Multi-Machine Setup

Please take a look at Single Machine Usage for information on running individual commands. Here we give you ways to run those individual commands on multiple machines. So, we are not repeating the details on the individual commands.

  1. Using Hadoop

    1. Run Y!LDA on the corpus:

      1. Assuming you have a homogenous setup, install Y!LDA on one machine.

      2. Run make jar to create LDALibs.jar file with all the required libraries and binaries

      3. Copy LDALibs.jar to HDFS

      4. Copy Formatter.sh LDA.sh functions.sh runLDA.sh to gateway.
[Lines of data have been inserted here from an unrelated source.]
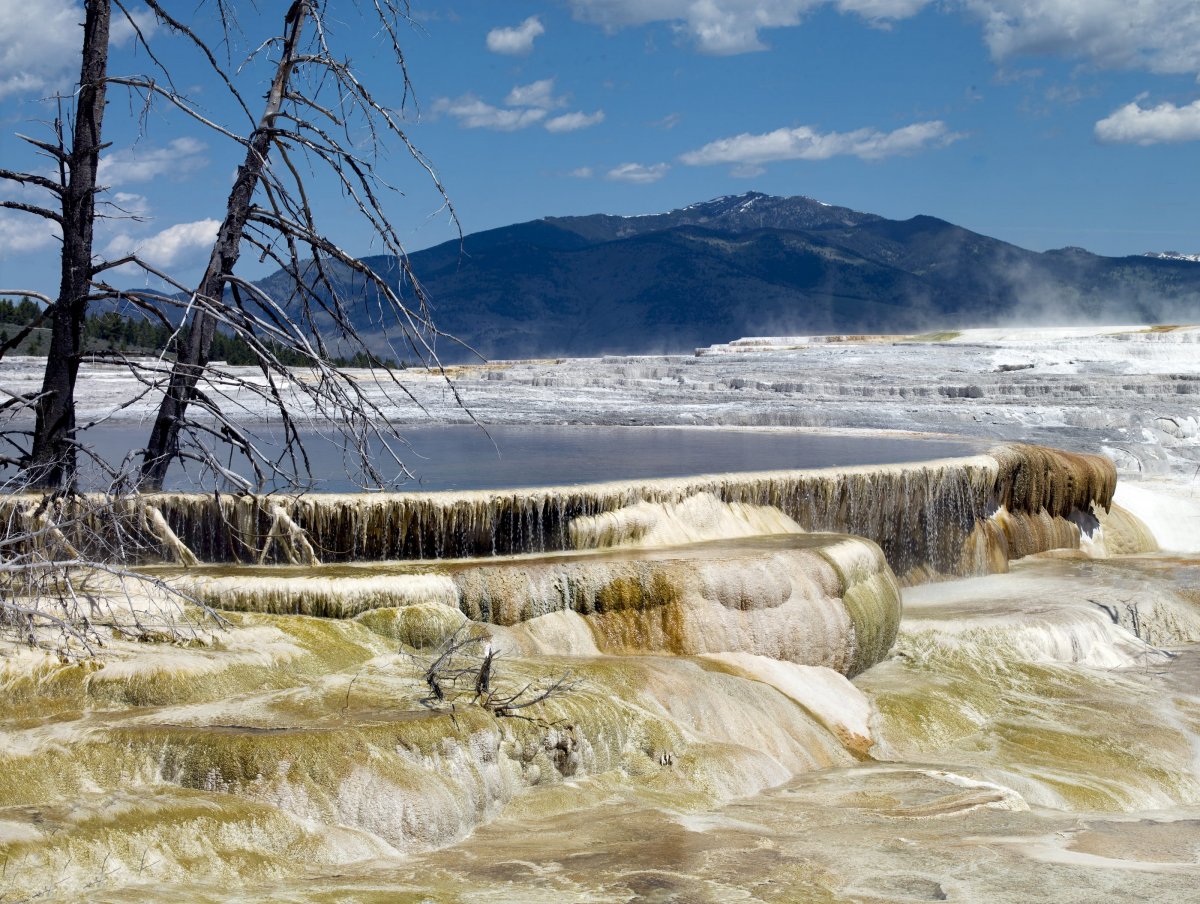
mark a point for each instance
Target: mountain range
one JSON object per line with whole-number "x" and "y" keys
{"x": 756, "y": 264}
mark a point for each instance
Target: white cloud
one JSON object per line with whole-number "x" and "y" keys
{"x": 473, "y": 113}
{"x": 40, "y": 43}
{"x": 637, "y": 173}
{"x": 516, "y": 41}
{"x": 574, "y": 121}
{"x": 729, "y": 27}
{"x": 1134, "y": 124}
{"x": 537, "y": 94}
{"x": 748, "y": 171}
{"x": 1159, "y": 35}
{"x": 23, "y": 233}
{"x": 179, "y": 245}
{"x": 39, "y": 48}
{"x": 142, "y": 163}
{"x": 127, "y": 204}
{"x": 805, "y": 143}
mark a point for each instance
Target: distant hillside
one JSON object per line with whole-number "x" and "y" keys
{"x": 757, "y": 264}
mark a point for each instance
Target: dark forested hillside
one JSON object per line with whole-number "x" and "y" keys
{"x": 759, "y": 264}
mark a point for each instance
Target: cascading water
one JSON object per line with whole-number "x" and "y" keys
{"x": 706, "y": 633}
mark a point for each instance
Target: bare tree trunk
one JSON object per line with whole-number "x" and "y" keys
{"x": 193, "y": 355}
{"x": 53, "y": 455}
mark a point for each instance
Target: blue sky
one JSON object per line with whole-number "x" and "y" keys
{"x": 1045, "y": 123}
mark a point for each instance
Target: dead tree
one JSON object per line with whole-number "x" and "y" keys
{"x": 52, "y": 459}
{"x": 315, "y": 107}
{"x": 57, "y": 545}
{"x": 463, "y": 670}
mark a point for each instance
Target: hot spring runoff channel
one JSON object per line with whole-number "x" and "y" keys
{"x": 466, "y": 458}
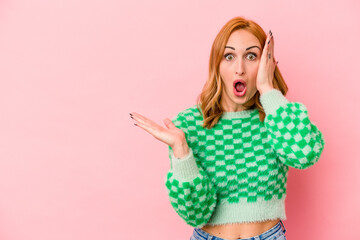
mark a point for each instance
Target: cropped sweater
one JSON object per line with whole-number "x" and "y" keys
{"x": 236, "y": 172}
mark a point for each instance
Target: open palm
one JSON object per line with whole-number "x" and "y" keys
{"x": 170, "y": 135}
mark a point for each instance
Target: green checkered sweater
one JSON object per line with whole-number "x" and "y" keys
{"x": 237, "y": 171}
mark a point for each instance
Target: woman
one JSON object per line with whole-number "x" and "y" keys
{"x": 230, "y": 153}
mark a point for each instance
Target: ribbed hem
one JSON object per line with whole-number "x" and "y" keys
{"x": 185, "y": 168}
{"x": 272, "y": 100}
{"x": 245, "y": 212}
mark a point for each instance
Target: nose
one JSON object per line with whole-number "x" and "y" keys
{"x": 240, "y": 67}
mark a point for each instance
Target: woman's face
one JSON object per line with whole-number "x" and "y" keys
{"x": 240, "y": 61}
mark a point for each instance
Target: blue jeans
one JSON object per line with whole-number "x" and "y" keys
{"x": 277, "y": 232}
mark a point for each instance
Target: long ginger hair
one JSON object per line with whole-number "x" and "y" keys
{"x": 209, "y": 98}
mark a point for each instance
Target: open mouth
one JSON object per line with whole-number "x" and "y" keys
{"x": 239, "y": 87}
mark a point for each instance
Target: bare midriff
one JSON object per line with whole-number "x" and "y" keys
{"x": 235, "y": 231}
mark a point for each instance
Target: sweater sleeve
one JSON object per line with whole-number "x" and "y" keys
{"x": 191, "y": 193}
{"x": 295, "y": 139}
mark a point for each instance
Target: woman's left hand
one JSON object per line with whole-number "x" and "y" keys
{"x": 265, "y": 76}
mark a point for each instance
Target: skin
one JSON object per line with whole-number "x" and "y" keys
{"x": 258, "y": 73}
{"x": 241, "y": 60}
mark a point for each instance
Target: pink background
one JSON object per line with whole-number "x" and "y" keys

A gateway is any machine with access to the grid. Think of it as a machine from which you run your hadoop commands.

      5. Figure out the max memory allowed per map task for your cluster and use the same in the script via the maxmem parameter. This can be done by looking at any job conf (job.xml) and searching the value of "mapred.cluster.max.map.memory.mb" property.

      6. Run runLDA.sh 1 "flags" [train|test] "queue" "organized-corpus" "output-dir" "max-mem" "number_of_topics" "number_of_iters" "full_hdfs_path_of_LDALibs.jar" "number_of_machines" ["training-output"]
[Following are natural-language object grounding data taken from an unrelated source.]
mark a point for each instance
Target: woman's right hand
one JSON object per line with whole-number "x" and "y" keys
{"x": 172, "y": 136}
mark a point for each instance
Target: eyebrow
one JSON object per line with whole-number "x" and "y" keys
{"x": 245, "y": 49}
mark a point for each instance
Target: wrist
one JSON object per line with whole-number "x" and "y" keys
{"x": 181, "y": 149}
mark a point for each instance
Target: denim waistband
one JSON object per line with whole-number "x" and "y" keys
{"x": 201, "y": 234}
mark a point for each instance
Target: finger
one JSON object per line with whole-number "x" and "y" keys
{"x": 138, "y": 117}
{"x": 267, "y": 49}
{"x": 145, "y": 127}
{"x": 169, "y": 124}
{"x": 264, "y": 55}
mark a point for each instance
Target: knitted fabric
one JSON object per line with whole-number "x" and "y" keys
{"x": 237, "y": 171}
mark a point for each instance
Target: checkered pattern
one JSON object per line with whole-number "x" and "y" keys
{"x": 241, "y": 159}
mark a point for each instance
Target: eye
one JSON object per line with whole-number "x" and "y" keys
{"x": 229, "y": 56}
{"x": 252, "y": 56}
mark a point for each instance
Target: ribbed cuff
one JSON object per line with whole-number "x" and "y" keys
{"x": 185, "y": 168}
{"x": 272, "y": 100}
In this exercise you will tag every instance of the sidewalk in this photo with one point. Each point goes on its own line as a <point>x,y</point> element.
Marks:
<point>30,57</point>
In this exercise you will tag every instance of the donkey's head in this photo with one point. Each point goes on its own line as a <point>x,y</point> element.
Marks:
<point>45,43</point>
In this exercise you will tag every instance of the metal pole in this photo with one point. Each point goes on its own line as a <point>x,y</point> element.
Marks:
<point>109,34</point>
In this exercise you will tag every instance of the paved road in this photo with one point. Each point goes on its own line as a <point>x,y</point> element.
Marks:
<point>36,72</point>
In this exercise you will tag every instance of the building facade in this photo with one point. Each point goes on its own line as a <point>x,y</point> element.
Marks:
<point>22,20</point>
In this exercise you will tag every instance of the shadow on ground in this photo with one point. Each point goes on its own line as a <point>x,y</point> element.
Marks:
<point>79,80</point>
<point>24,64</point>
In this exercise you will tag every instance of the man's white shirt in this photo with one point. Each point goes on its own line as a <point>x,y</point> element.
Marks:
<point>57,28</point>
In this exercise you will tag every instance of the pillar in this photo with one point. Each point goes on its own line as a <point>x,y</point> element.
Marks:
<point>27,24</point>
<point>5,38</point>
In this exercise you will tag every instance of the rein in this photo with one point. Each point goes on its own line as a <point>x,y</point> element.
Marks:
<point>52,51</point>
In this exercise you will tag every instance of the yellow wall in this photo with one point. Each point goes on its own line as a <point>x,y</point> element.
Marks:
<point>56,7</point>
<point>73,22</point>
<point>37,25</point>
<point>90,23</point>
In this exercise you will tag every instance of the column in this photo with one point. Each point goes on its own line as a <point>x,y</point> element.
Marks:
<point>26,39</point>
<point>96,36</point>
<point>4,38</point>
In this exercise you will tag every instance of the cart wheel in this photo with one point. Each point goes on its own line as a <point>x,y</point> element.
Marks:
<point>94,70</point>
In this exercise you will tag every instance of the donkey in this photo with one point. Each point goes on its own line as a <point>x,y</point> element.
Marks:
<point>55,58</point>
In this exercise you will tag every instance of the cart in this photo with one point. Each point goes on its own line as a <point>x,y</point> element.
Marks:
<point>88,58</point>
        For train ex. runLDA.sh 1 "" train default "/user/me/organized-corpus" "/user/me/lda-output" 6144 100 100 "LDALibs.jar" 10

        For test ex. runLDA.sh 1 "" test default "/user/me/organized-corpus" "/user/me/lda-output" 6144 100 100 "LDALibs.jar" 10 "/user/me/lda-output"

      7. This starts 2 Map Reduce Streaming jobs. The first job does the formatting & the second job starts a map-only script on each machine. This script starts the DM_Server on all the machines. Then Y!LDA is run on each machine. The input is one chunk of the corpus. The first job runs the formatter in the reducer using the supplied number_of_machines as the number of reduce tasks. So your corpus will be split into number_of_machines parts and formatted into protobuffer format files as needed by the second job. The second job uses this formatted input as its input and will also run on number_of_machines separate machines with each task working on one chunk.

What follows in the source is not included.